Dave Brown beat me to an award at the end of last year.
He reproduced a Manet, in which he had inserted Rupert Murdoch and David Cameron just after Lord Leveson reported. That was very nicely done. It was probably my favourite recent work of his.
Forgetting the absolute savagery he deploys in his political expression, there is the fact that he is just so good at what he does. I particularly like his Saturday work, his pastiches of great works of art, because they are very clever. He is a very slick graphic artist, which is really annoying for the rest of us who work in the industry.
The fact that your subject matter is defined by the constantly changing news agenda is what makes the cartoonist’s job so interesting. You have to capture something before the cavalcade of news moves on, as it inevitably does. You have to catch it and, if you do, it is a bit of instant history.
The worst thing is when nothing really happens.

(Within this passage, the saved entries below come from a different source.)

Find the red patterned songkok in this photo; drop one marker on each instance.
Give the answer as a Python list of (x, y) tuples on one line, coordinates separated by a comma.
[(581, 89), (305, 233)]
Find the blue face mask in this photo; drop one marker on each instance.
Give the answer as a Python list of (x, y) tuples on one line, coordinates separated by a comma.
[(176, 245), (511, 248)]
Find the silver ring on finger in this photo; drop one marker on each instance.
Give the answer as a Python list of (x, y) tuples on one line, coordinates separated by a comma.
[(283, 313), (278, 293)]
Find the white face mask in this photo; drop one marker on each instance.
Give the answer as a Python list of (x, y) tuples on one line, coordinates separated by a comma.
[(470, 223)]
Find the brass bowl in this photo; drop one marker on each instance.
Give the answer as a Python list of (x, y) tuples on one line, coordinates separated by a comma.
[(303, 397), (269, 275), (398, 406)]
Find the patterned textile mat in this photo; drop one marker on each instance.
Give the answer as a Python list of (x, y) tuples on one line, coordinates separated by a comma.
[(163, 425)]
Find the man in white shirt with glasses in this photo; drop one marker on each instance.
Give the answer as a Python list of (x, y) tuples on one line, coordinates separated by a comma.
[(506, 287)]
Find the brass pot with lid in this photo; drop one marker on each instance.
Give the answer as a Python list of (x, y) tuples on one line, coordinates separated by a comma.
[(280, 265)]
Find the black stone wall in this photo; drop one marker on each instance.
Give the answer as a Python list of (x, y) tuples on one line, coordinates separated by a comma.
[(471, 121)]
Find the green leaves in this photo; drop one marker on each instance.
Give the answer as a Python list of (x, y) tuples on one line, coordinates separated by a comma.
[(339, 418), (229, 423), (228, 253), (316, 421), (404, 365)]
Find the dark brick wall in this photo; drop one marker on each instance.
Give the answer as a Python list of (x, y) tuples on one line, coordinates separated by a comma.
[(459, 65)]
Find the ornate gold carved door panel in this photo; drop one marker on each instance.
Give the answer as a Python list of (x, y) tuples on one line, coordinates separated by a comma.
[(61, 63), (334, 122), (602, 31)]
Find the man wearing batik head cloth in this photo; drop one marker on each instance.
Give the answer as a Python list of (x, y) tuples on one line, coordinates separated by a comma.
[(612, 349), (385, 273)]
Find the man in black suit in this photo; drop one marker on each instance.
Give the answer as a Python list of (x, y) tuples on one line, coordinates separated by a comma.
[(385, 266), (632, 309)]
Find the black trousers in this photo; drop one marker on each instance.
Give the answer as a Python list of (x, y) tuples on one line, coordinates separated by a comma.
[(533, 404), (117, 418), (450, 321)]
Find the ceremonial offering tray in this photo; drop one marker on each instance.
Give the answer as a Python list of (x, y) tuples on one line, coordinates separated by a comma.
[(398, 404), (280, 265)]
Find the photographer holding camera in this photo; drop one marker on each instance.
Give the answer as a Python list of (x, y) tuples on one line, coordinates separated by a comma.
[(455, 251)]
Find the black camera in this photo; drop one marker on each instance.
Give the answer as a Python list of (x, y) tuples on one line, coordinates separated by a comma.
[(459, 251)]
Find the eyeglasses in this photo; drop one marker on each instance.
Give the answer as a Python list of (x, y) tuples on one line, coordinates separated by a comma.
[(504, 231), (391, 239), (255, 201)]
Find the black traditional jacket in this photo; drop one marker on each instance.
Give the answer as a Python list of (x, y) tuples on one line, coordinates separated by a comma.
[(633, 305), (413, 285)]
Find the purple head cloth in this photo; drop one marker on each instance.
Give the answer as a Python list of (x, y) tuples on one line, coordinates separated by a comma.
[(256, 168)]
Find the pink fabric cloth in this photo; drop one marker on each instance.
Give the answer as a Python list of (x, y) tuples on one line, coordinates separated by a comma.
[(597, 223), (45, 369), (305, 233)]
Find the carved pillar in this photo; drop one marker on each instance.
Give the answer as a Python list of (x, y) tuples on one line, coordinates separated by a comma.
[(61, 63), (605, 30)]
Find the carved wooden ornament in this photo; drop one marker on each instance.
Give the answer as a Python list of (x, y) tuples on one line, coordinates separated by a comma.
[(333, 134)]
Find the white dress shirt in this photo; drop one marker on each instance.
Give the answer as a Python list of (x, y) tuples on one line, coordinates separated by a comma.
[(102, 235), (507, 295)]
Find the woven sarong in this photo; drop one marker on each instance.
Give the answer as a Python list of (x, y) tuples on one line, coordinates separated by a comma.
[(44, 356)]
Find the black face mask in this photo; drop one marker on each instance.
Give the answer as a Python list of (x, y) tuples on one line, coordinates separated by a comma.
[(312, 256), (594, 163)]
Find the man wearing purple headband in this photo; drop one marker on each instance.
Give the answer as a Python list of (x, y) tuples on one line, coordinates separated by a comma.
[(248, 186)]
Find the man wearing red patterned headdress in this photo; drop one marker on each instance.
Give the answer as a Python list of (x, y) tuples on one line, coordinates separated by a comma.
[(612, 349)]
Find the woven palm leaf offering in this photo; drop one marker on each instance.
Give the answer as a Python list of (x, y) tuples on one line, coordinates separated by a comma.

Usually, there is enough of a story going on to allow you to develop an idea, but when the day’s main story is just something which is relatively insignificant, isolated and not obviously linked to a broader theme, you have to look for the story underneath.
The nature of the medium is that, if you have perhaps not done your best work ever on a day, people will look at it for 13 seconds and then move on. If, on the other hand, you have done something particularly engaging, it might remain with people for the rest of their lives.
There are some cartoons which have crossed over from being simply illustrations to being known as something larger, and there are some artists who have grown in a similar way. Dave Brown is not there yet, but he is on his way.